Let $I=[0,1]$ and $S^3$ the $3$-sphere. Assume we have injective maps $f_1,f_2:I\to S^3$ such that $\mathrm{Im}f_1\cap\mathrm{Im}f_2=\emptyset$. I have the following problem:
Compute $H_*(S^3-\mathrm{Im}f_1\cup\mathrm{Im}f_2)$, giving exlicit generators.
I am only allowed to use chapter 2 and chapter 3 before Poincaré Duality from Hatcher's Algebraic Topology.
I know by compactness and Hausdorffness that $f_1$ and $f_2$ are embeddings.
What I first did was considering tubular neighborhoods $N_1$ and $N_2$ of $\mathrm{Im}f_1$ and $\mathrm{Im}f_2$, respectively, which must be contractible, and then Mayer-Vietoris would show everything via decomposition $S^3=(S^3-\mathrm{Im}f_1\cup\mathrm{Im}f_2)\cup (N_1\cup N_2)$. However, it seems that stronger conditions are needed in order to consider tubular neighborhoods, so this method was wrong.
From Alexander Duality I know what the homology groups are, but that theorem comes after Poincaré Duality, so I cannot use it.
Question
Can I somehow justify the existence of contractible neighborhoods $N_1$ and $N_2$ even though they are not tubular? Is there a better way to approach this problem? If possible, I would like a method that also works for embeddings of other compact manifolds such as the Möbius band and $S^1$.
Edit In section 2.B of Hatcher there is a proof for the case of an embedding $h:D^k\to S^n$. I don't know if it is possible to adapt this theorem to an arbitrary (at least finite) number of copies of $D^k$ being embedded by different embeddings, but that would definitely help.
You can indeed make use of the proof from Hatcher Section 2.B. Presumably what that result gives you is trivial reduced homology in all dimensions for $S^n - h(D^k)$.
The way you use it is not to decompose $S^3 - (\text{Im}(f_1) \cup \text{Im}(f_2))$ but instead to decompose $S^3$ itself.
Let $U_1 = S^3 - \text{Im}(f_1)$ and let $U_2 = S^3 - \text{Im}(f_2)$, and so $U_1 \cap U_2 = S^3 - (\text{Im}(f_1) \cup \text{Im}(f_2))$.

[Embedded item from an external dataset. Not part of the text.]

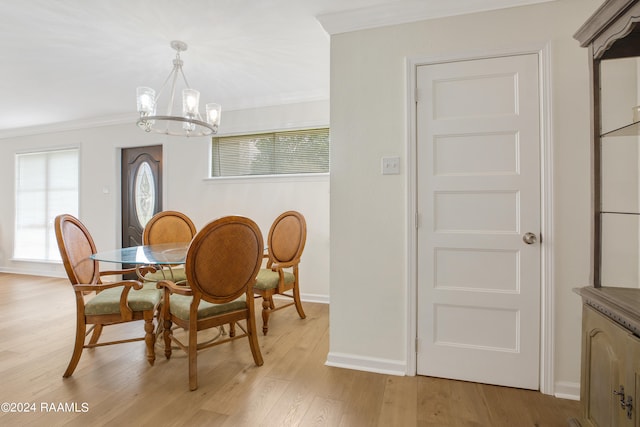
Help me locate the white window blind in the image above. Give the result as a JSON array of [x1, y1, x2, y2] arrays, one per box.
[[211, 128, 329, 177], [13, 149, 79, 261]]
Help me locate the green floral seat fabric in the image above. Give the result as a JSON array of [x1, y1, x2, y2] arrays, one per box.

So you want to compute the homology of $U_1 \cap U_2$. You can do this using the Mayer-Vietoris sequence for the union $S^3 = U_1 \cup U_2$.
Consider for example this portion of the sequence: $$\underbrace{H_3(U_1)}_{\approx 0} \oplus \underbrace{H_3(U_3)}_{\approx 0} \to \underbrace{H_3(U_1 \cup U_2)}_{H_3(S^3)\approx\mathbb Z} \mapsto H_2(U_1 \cap U_2) \mapsto \underbrace{H_2(U_1)}_{\approx 0} \oplus \underbrace{H_2(U_2)}_{\approx 0} $$
It follows that $H_2(U_1 \cap U_2) \approx \mathbb Z$. Furthermore, the proof of the Mayer Vietoris sequence is sufficiently explicit that you should be able to use it to produce an explicit 2-cycle representing the generator of $H_2(U_1 \cap U_2)$. The word "explicit" must be taken with a grain of salt, of course, because you are not being given the maps $f_1$ and $f_2$ explicitly. Really what you will do is to produce a formula for that 2-cycle that is expressed in terms of $f_1$ and $f_2$.
A similar method for $H_1(U_1 \cap U_2)$ works as well, with an even simpler outcome. It also works for $H_0(U_1 \cap U_2)$ but make sure to use reduced homology to save yourself some headaches.